Barnsley 2 Watford 1 (Penrice)
Watford 1 Charlton Athletic 2 (Phillips)
Crystal Palace 4 Watford 0
Watford 2 Ipswich Town 3 (Millen, Palmer)
Stoke City 2 Watford 0

Those of a sensitive disposition might like to turn away at this point. We lost every game in February - this was the month, if you want to pick one, when we were relegated. Defeat at Barnsley sent us to the bottom of the division and we stayed there for another two and a half months.

I can remember hardly anything about the Charlton game - I guess my brain's conveniently discarded the gruesome details so that I never have to think about it again. I returned home from that defeat feeling that we were relegated - the first time I'd really contemplated and understood the magnitude of the situation. Despite Kevin Phillips' return to goal-scoring, we were cack and Charlton's kids comprehensively outplayed us in an appalling second half.

Worse was to come, however.
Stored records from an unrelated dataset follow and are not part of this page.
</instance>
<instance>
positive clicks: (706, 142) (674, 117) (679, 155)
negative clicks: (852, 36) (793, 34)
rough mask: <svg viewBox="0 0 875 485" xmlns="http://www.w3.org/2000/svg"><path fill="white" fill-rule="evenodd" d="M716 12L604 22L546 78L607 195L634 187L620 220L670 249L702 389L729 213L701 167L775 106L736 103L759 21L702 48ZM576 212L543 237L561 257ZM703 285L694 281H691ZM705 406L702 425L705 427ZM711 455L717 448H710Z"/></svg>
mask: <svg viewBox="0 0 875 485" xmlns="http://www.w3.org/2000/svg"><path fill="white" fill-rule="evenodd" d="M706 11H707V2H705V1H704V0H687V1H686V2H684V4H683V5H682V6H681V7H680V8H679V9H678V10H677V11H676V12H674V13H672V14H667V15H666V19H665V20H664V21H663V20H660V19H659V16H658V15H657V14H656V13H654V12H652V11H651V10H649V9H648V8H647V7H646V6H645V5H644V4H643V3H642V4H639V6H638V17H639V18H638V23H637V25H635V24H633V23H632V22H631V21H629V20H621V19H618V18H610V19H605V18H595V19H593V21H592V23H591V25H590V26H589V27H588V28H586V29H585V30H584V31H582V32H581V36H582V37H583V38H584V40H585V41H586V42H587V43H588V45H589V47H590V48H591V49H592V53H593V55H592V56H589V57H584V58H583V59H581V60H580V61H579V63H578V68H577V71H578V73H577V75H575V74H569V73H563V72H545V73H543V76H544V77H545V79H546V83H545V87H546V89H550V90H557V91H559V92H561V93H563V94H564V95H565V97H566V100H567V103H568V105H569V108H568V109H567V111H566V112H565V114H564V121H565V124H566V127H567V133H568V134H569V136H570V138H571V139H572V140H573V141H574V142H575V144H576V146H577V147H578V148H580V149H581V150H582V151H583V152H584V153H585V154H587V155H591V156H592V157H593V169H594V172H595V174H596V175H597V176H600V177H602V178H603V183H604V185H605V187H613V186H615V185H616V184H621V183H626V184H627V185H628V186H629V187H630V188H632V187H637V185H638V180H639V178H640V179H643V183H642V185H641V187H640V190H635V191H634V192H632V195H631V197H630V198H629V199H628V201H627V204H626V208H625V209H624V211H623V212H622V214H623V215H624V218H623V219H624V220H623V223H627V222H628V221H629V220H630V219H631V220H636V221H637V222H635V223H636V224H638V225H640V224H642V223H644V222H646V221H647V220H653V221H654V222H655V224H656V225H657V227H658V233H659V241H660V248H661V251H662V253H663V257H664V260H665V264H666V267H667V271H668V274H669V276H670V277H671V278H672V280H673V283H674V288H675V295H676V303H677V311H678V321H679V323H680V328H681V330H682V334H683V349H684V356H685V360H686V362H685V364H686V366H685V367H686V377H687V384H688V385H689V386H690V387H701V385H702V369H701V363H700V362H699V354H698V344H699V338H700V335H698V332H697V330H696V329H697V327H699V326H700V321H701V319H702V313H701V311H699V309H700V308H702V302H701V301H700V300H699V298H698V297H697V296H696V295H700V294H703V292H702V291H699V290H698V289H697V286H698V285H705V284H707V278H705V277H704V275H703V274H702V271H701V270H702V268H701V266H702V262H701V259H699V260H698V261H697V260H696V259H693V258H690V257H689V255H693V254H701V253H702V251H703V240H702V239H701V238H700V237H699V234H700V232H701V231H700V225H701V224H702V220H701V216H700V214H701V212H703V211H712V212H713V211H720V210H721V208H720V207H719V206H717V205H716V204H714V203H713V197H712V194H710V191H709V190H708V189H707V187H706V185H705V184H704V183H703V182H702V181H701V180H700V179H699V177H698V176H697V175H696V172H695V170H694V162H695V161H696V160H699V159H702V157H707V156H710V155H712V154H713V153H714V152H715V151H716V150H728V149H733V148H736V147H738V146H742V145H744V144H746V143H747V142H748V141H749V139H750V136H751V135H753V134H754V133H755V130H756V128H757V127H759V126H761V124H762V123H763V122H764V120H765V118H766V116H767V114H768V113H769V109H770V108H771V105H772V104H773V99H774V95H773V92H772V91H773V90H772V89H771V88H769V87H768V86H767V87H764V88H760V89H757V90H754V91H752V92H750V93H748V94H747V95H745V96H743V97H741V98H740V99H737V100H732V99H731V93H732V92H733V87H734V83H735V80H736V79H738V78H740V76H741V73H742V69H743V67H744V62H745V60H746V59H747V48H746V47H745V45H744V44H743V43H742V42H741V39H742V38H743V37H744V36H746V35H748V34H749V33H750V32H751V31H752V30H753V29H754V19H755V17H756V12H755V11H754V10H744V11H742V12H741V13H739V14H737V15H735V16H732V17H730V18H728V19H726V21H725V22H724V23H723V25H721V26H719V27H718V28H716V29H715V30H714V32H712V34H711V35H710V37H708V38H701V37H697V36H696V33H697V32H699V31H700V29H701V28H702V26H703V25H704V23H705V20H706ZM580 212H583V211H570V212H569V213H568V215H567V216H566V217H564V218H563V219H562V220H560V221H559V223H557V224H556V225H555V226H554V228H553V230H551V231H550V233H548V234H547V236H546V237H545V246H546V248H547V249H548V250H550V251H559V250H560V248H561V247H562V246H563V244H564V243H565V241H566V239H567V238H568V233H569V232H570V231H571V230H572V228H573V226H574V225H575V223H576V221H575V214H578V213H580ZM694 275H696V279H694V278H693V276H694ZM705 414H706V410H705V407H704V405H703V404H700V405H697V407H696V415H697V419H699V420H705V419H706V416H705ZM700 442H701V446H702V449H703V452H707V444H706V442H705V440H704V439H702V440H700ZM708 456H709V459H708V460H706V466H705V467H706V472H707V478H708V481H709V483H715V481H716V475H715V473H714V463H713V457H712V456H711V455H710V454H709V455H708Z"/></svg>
We'd been asking for a beating for a while - our defence was all over the place, our midfield was looking lost and helpless, our attack was so horribly isolated - and we got it at Palace. Devon White got a hero's welcome before the game but he was powerless to change the course of this game. In truth, although we were awful beyond belief, two of the goals were down to errors by Kevin Miller so the scoreline made Palace look a little better than they were but it was increasingly clear that we were doomed.

Glenn Roeder was sacked a couple of days after the Palace game, Graham Taylor returned with Luther Blissett and Kenny Jackett to take over the club. You probably know my opinions on the Roeder issue - I haven't changed my mind on that one either.

Taylor's first game brought many fans back to the Vic and we came very close to grabbing three vital points, taking a two goal lead in a magnificent first half. Sadly, our fragile confidence fell apart when Ipswich came back at us in the second half and they eventually pulled back the deficit and scored the winner. If the new management team had any doubts about the scale of the problems they were faced with, this game should have given them a fairly good idea. A routine Wednesday night win for promotion-chasing Stoke followed to complete our worst month - by this time we were way adrift at the bottom and hoping for a miracle.